Soldier, Poet, Oklahoman Jason Poudrier’s first book: Red Fields: Poems from Iraq
Jason Poudrier’s first book of poetry, Red Fields, gives a view of the Iraq war through the lens of a Purple Heart American soldier who fought and was wounded in that dangerous country. Gritty, but full of heart and sensitivity, Red Fields provides a glimpse into the war from the ground, the sand. From foxholes to desert convoys, from night guard to fire fights and artillery shelling, Poudrier leads us through the fear and banality and frustrations of war. Along the way, we meet his friends and colleagues, colorful characters like in the poem “We Called Him Martha Stewart,” who “made dressers / from discarded MRE boxes” and “solved our unit’s insect problems” by making empty water bottles into insect traps. Vivid, unusual, and authentic as the characters in classic war novels, such as Joseph Heller’s Catch 22, Poudrier’s book provides an insider’s glimpse into the lives of on-duty American soldiers at war.

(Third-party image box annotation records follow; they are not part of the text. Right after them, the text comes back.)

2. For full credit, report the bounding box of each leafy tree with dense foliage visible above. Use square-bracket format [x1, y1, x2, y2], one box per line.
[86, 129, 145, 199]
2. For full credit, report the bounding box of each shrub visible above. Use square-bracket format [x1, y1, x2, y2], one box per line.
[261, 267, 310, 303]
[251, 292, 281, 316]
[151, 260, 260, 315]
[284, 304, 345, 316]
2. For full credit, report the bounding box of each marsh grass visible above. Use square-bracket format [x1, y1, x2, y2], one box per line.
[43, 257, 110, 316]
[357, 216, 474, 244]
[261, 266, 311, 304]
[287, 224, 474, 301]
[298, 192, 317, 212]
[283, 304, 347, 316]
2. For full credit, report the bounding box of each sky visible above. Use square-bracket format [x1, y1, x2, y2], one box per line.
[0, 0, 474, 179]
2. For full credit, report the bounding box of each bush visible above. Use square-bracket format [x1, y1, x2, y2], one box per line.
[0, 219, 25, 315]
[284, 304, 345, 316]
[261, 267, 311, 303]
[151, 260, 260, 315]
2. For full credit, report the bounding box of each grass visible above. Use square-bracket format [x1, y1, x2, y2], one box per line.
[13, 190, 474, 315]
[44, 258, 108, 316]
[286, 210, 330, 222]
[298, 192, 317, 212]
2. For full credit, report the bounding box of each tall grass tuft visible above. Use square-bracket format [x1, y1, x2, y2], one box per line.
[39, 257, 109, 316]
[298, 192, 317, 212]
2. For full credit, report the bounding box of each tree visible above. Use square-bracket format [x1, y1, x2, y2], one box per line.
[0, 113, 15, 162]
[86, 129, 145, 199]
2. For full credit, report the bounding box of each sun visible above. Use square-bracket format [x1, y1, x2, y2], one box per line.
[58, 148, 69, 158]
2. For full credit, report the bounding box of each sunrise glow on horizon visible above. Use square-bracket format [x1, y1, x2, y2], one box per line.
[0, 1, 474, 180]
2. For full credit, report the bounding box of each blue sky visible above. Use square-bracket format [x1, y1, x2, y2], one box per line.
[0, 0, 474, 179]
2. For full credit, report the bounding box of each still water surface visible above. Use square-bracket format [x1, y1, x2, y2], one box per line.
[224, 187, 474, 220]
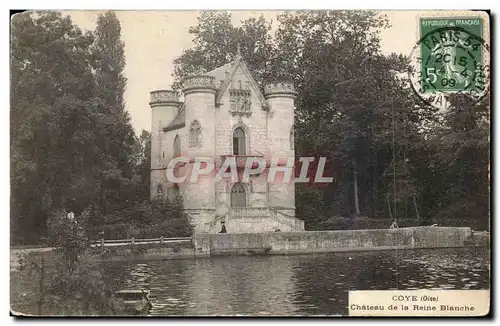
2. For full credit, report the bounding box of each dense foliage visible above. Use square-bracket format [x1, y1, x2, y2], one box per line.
[10, 11, 490, 243]
[174, 11, 490, 229]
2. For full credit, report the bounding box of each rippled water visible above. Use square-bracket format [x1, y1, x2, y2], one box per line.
[102, 248, 490, 315]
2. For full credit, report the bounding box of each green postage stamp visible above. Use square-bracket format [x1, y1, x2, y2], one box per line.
[410, 12, 490, 109]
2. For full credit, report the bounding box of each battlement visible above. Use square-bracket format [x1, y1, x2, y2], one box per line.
[182, 75, 217, 94]
[264, 82, 297, 98]
[149, 89, 179, 107]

Poudrier’s verse is spare and passionate; measured, but energetic; witty, but grounded. An artist in more than one way, Poudrier drew his own cover art, the charcoal drawing of the bust of a soldier with a gun, grenade, knife, and playing cards coming out of the soldier’s head, representing “the things they carried” in Iraq. Also included are photographs by Poudrier’s comrades in arms, which help reveal the stark, dangerous nature of the book’s subject. In these photos we see camels, expanses of desert, trucks in convoy, dead bodies and bombed out buildings, civilian Iraqis in long flowing white clothing and sandals, and camps where the soldiers stayed and slept and waited.
Some of the most moving poems in this collection are about Poudrier being wounded in action and the long healing process. The poem about his initial injury is full of detail and energy, pain and stasis: “I am strapped down / face down / forced to watch…as our wounds ooze / through gauze / saturating / the Blackhawk hull.” Furthermore, there is the feeling here and throughout the book that Poudrier is not alone. Others, too, are injured and carried away in the same chopper. Others, too, suffer the same psychic and physical pain. Poudrier speaks for himself and his fellow soldiers, a true strength of this collection. For a civilian, the book is an eye opener; the book pulls at your mind and heart.
What an excellent start for a veteran poet. There’s power and heart in Poudrier’s verse. May he follow the path of other notable American warrior poets, like Yusef Komunyakaa, who illuminate the soldier’s experience and help illuminate the human condition for soldiers and civilians alike.
Poudrier, Jason. Red Fields: Poems from Iraq. Norman, Oklahoma: Mongrel Empire Press, 2012. 81 pages, paperback: $14.